You hit the nail. It's been almost tragically funny how people frantically tried to juggle 5 bars of wet soap in recent 2 years solving problems that (from what I've seen so far) have been already solved in a (boring) deterministic way consuming much less resources.

Going further, our predecessors put so much work into getting non-deterministic electronics together providing us with a stable and _correct_ platform, it looks ridiculous how people were trying to squeeze another layer of non-determinism in between to solve the same classes of problems.

diatone · 2024-08-20T02:25:37 1724120737

The irony here is that there are many domains using statistical methods, that bound the complexity and failure modes of statistical methods successfully.
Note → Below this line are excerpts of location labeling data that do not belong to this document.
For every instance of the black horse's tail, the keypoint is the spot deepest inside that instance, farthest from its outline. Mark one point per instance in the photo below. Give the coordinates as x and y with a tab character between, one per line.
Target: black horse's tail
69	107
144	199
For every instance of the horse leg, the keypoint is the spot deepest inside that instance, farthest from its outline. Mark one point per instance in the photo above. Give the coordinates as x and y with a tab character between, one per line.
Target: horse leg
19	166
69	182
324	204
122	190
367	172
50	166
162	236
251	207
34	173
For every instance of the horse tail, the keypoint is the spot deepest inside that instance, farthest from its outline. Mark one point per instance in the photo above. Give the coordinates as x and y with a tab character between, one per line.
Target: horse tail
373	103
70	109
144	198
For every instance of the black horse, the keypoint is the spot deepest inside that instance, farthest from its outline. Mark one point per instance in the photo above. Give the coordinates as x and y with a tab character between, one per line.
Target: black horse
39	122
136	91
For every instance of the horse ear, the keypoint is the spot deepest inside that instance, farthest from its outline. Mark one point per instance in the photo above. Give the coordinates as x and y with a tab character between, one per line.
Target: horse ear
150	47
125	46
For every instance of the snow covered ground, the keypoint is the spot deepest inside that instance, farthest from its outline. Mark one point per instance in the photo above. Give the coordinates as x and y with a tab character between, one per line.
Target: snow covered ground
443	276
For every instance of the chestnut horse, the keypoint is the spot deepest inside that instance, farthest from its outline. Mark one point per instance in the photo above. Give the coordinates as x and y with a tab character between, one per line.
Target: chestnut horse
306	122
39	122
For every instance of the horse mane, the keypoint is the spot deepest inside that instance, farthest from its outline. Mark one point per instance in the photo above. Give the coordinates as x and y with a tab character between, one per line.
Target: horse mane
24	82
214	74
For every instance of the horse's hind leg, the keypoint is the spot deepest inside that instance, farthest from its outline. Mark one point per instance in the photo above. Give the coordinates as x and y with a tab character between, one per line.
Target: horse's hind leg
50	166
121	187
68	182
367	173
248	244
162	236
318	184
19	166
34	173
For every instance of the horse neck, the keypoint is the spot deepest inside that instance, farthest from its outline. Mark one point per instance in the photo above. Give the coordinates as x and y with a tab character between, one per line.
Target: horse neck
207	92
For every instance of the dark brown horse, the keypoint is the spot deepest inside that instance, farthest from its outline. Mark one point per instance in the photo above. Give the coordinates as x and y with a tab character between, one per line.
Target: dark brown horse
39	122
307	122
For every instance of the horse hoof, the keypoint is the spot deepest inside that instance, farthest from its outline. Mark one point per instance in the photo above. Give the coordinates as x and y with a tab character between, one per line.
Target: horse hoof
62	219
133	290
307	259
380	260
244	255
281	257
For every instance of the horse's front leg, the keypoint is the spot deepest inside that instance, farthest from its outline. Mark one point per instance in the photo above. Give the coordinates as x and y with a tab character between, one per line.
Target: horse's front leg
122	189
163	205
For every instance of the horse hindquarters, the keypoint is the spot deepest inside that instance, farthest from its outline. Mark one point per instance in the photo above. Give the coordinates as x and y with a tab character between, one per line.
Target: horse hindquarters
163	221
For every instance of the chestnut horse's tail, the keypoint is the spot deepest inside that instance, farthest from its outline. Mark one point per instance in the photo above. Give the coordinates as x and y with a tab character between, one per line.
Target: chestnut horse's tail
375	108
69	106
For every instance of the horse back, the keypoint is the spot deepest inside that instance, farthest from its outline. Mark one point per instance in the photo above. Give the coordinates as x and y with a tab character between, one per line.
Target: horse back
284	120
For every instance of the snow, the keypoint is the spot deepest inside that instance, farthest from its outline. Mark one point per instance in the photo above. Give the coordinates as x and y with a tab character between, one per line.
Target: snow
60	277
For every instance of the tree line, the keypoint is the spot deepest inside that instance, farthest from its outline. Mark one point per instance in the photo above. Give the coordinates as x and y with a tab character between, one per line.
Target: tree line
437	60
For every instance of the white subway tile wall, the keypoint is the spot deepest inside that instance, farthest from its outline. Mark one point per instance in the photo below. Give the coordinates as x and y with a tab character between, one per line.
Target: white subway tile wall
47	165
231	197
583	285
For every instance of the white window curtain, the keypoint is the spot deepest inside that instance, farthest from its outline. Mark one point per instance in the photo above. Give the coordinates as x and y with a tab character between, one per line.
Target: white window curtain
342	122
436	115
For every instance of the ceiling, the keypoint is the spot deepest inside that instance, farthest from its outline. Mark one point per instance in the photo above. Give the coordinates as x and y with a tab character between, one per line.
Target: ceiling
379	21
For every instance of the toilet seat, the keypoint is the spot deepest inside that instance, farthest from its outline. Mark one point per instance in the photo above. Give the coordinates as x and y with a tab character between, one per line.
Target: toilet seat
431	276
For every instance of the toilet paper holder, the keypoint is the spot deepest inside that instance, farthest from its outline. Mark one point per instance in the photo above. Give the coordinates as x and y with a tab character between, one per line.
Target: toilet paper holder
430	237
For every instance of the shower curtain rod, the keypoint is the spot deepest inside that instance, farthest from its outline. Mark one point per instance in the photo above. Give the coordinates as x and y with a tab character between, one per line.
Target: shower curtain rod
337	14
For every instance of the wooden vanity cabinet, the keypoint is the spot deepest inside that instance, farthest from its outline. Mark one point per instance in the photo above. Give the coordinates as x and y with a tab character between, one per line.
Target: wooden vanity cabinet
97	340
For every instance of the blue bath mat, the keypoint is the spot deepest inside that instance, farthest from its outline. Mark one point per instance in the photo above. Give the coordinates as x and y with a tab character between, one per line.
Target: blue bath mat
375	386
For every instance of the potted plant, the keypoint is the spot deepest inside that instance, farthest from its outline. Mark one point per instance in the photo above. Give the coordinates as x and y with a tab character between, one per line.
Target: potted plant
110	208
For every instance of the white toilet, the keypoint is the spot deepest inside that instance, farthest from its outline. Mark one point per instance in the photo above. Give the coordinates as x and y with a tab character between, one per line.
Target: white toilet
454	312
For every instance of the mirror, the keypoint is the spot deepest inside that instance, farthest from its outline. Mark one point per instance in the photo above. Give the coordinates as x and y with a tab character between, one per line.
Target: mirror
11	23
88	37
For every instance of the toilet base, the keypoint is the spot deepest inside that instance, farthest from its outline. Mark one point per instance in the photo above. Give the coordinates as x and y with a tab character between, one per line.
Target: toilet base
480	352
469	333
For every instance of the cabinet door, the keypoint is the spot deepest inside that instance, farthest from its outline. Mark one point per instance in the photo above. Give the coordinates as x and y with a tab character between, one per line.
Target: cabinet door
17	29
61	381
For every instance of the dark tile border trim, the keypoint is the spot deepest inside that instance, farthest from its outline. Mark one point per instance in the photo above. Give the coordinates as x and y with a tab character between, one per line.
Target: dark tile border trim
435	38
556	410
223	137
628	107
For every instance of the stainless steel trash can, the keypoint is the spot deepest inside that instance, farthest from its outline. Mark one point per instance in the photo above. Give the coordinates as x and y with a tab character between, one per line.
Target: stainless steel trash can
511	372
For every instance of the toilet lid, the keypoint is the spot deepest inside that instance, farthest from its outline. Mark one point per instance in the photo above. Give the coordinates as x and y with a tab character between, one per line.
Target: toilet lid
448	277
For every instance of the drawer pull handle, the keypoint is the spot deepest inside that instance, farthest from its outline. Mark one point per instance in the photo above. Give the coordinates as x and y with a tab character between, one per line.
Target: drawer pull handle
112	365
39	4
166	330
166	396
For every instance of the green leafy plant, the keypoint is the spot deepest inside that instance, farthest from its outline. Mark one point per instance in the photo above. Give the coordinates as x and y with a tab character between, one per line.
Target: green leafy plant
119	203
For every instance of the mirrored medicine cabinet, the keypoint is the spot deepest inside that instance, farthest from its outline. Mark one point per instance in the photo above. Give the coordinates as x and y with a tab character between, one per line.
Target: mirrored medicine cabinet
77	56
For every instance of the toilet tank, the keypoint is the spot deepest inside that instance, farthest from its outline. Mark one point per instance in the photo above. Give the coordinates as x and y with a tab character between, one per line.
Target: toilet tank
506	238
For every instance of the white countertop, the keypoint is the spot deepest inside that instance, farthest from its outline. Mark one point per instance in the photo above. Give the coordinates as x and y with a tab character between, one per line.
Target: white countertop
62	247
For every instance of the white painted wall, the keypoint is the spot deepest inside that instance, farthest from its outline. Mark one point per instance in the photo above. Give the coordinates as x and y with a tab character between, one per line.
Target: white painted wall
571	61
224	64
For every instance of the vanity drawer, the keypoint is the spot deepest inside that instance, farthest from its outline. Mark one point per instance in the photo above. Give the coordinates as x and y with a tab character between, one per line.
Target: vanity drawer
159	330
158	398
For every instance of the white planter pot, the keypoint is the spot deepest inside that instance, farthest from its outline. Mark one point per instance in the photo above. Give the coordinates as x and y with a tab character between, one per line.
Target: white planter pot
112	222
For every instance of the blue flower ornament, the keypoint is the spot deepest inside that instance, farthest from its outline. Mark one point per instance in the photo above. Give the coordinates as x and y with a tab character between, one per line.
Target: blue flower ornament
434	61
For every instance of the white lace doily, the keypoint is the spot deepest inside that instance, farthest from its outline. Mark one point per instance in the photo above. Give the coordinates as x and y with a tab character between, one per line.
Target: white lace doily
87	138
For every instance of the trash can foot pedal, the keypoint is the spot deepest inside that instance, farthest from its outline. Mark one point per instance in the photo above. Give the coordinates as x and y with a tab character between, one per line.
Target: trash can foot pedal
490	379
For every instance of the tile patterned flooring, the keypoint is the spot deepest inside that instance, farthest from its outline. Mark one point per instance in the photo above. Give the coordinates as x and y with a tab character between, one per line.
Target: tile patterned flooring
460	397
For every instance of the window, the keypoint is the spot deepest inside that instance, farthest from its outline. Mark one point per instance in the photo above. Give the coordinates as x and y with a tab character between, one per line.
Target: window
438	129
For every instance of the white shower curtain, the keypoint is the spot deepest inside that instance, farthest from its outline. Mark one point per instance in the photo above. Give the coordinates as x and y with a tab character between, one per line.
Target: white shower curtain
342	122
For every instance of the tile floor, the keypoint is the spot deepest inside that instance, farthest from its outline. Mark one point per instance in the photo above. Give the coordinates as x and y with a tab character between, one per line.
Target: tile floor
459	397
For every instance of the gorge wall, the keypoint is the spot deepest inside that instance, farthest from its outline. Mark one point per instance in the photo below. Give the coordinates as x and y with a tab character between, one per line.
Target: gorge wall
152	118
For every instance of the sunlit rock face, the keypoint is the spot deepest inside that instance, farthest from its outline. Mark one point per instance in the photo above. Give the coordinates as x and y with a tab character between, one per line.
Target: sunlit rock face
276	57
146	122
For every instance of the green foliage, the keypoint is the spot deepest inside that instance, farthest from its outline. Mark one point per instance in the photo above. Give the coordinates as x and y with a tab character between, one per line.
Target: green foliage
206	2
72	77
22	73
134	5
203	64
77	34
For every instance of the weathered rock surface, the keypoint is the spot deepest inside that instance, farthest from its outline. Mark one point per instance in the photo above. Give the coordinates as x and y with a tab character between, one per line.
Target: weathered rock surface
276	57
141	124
A lot of people struggle with statistics but in domains where the glove fits I think AI will slot in all across the stack really nicely.

loa_in_ · 2024-08-20T00:03:24 1724112204

But software works only 99% of the time. For some definition of work: 99% of days it's run, 99% of clicks, 99% of CPU time in given component, 99% of versions released and linked into some business' production binary, 99% of github tags, 99% of commits, 99% of software that that one guy says is battle-tested

jjmarr · 2024-08-20T01:09:17 1724116157

If twenty components work 99% of the time, then they only have an 0.99^20 = 82% chance of working as a collective.

If your 5.1 GHz (billion instructions per second) CPU had a 0.00000001% chance of failing at a given instruction, you'd have a 40% chance of a crash every second.

If a flight had a 1% chance of killing everyone aboard 10 million people/day * 1% = 100,000 people would die every day from a plane.

diatone · 2024-08-20T02:27:14 1724120834

Gamblers fallacy

Groxx · 2024-08-20T00:09:14 1724112554

Software works so much more than 99% of the time that it's a rather deliberate strawman to claim otherwise.

Newly-"AI"-branded things that I have touched work substantially less than 90% of the time. There are like 3 orders of magnitude difference, even people who aren't paying any attention at all are noticing it.

BobbyJo · 2024-08-20T00:22:12 1724113332

Do you have to write your code presuming that sometimes 'a + b' will be wrong? I don't.

Software pretty much always "works" when you consider the definition of work to be "does what the programmer told it too". AI? Not so much.

wruza · 2024-08-20T00:57:07 1724115427

It’s all about limits and edge cases. a+b may “fail” at INT_MAX and at 0.1+0.2. You don’t `==` your doubles, you don’t (a+b)/2 your mid, and you don’t ask ai to just book you vacation. You ask it to “collect average sentiment from `these_5k_reviews()` ignoring apparently fake ones, which are defined as <…>”. You don’t care about determinism because it’s a statistical instrument.

BobbyJo · 2024-08-20T01:05:16 1724115916

> and you don’t ask ai to just book you vacation. You ask it to “collect average sentiment from `these_5k_reviews()` ignoring apparently fake ones, which are defined as <…>”.

That's exactly my point. You have to interact directly with the A.I. and be aware of what its doing.

simonw · 2024-08-20T00:25:34 1724113534

That's not true. If software works correctly today then users can expect it to work correctly tomorrow. If it doesn't work any more that's a bug.